Hope (Emily Brontë poem)

Hope (Emily Brontë poem) Literary Elements

Speaker or Narrator, and Point of View

The perspective is that of a first-person speaker. She is a person struggling with her unbalanced relationship with hope.

Form and Meter

The poem is written in five quatrains with an ABAB rhyme scheme.

Metaphors and Similes

The speaker uses simile to compare hope to a "false guard."

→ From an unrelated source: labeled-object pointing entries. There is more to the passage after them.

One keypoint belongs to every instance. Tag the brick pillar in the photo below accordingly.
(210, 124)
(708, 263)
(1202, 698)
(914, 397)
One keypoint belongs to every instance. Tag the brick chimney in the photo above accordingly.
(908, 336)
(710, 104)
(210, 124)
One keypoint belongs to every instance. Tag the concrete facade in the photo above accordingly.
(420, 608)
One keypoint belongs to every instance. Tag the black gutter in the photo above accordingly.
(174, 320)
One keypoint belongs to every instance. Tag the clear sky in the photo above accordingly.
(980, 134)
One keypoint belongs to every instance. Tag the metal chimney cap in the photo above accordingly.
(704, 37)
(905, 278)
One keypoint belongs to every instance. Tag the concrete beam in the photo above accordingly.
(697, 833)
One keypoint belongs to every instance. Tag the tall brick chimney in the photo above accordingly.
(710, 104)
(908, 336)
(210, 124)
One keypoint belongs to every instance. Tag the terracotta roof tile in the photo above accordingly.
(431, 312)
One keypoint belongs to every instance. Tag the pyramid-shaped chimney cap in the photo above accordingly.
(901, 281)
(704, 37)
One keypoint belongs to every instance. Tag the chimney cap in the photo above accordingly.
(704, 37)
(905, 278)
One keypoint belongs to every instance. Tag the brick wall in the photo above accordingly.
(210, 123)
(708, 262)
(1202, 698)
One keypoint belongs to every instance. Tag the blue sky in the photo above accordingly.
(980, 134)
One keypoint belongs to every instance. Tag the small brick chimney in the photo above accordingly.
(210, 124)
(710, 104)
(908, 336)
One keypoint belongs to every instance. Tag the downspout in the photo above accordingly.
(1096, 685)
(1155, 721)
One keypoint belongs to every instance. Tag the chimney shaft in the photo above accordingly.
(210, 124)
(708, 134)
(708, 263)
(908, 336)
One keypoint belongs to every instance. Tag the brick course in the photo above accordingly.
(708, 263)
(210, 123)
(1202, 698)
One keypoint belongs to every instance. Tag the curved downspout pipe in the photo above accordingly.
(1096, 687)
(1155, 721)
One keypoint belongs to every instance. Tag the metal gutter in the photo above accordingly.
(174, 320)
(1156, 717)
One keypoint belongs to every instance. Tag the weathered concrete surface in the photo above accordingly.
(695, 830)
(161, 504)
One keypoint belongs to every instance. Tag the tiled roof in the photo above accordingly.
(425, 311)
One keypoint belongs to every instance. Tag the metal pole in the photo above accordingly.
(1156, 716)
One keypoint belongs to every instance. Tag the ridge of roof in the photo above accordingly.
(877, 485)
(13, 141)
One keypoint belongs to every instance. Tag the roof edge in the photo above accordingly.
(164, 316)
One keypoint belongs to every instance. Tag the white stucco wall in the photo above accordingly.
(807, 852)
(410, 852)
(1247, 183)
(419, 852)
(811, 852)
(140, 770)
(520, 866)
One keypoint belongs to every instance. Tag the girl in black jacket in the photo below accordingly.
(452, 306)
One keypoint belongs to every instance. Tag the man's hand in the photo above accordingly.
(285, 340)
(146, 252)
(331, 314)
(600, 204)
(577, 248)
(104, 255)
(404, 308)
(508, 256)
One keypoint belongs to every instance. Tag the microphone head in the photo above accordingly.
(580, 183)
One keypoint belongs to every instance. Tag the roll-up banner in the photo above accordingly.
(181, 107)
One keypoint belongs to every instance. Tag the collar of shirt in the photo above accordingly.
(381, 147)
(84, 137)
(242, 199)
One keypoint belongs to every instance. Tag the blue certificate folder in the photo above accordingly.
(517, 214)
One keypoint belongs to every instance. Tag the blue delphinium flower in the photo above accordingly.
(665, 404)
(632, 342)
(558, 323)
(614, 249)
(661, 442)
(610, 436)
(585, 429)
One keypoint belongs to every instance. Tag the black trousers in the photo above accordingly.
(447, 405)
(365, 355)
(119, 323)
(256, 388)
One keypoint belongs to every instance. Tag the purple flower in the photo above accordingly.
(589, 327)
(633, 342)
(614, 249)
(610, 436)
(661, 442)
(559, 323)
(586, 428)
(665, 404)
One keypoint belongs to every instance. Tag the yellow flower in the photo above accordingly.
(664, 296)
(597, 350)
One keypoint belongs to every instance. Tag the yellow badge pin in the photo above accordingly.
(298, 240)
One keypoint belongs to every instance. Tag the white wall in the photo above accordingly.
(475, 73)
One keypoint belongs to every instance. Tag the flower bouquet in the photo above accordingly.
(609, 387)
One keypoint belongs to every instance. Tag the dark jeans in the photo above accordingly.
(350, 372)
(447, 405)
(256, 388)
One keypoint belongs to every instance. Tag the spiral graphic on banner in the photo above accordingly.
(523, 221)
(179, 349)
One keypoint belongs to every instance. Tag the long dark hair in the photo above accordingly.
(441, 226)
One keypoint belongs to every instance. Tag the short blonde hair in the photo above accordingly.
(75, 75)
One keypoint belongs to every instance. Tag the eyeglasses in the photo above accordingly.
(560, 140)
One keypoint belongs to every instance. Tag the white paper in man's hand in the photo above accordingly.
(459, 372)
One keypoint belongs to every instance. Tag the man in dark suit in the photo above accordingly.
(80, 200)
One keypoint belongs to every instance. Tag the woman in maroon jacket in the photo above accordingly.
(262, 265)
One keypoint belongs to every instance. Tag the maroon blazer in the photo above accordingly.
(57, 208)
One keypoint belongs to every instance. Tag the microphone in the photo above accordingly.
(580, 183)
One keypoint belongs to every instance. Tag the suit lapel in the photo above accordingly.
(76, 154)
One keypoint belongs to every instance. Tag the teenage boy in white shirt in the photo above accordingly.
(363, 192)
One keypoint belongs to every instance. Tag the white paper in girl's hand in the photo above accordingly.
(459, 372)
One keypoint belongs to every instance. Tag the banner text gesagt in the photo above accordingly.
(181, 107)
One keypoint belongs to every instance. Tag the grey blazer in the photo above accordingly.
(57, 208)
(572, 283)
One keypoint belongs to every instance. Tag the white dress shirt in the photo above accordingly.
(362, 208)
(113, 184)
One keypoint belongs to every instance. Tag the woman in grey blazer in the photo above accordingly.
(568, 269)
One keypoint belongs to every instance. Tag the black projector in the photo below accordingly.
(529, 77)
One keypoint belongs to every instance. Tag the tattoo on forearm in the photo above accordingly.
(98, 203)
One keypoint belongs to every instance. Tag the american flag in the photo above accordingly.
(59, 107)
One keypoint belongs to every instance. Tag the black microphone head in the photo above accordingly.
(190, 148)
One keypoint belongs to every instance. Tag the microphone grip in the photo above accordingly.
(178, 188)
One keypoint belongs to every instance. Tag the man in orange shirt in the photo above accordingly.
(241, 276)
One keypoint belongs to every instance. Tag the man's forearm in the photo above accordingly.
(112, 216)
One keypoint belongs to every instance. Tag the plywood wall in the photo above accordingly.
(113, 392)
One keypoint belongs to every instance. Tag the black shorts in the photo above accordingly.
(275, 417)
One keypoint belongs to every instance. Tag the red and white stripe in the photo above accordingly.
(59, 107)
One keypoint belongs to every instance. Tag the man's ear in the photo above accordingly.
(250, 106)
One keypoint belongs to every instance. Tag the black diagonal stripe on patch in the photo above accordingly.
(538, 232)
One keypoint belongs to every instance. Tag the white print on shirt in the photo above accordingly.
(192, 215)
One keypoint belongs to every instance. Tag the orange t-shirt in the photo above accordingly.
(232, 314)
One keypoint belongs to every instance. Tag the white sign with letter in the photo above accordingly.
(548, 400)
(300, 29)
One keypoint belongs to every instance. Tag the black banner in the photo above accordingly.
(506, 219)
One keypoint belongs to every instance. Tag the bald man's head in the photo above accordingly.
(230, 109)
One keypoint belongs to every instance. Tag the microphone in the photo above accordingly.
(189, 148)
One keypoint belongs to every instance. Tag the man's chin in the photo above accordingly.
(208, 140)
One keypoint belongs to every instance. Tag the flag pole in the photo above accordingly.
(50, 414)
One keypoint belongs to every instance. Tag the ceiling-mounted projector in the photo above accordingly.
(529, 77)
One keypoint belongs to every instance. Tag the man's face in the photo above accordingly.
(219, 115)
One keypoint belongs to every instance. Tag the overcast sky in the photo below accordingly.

Alliteration and Assonance

There is alliteration in the D, S, and W sounds of the lines "Through the bars one dreary day," "Even Sorrow saw, repenting" and "Hope, whose whisper would have given."

Irony

N/A

Genre

Victorian poetry

Setting

Unspecified location; suggestions of a cage

Tone

Somber

Protagonist and Antagonist

The protagonist of the poem is the speaker. The antagonist is despair.

Major Conflict

The central conflict of the poem is the speaker being unable to rely on hope.

Climax

The climax of the poem occurs when the speaker is at her lowest moment and hope abandons her.

Foreshadowing

N/A

Understatement

N/A

Allusions

N/A

Metonymy and Synecdoche

N/A

Personification

The speaker personifies "hope" as a "timid friend." She also personifies Sorrow in the fourth stanza, describing how it "saw" her.

Hyperbole

The line "When my last joys strewed the ground" is a hyperbolic description of hopelessness.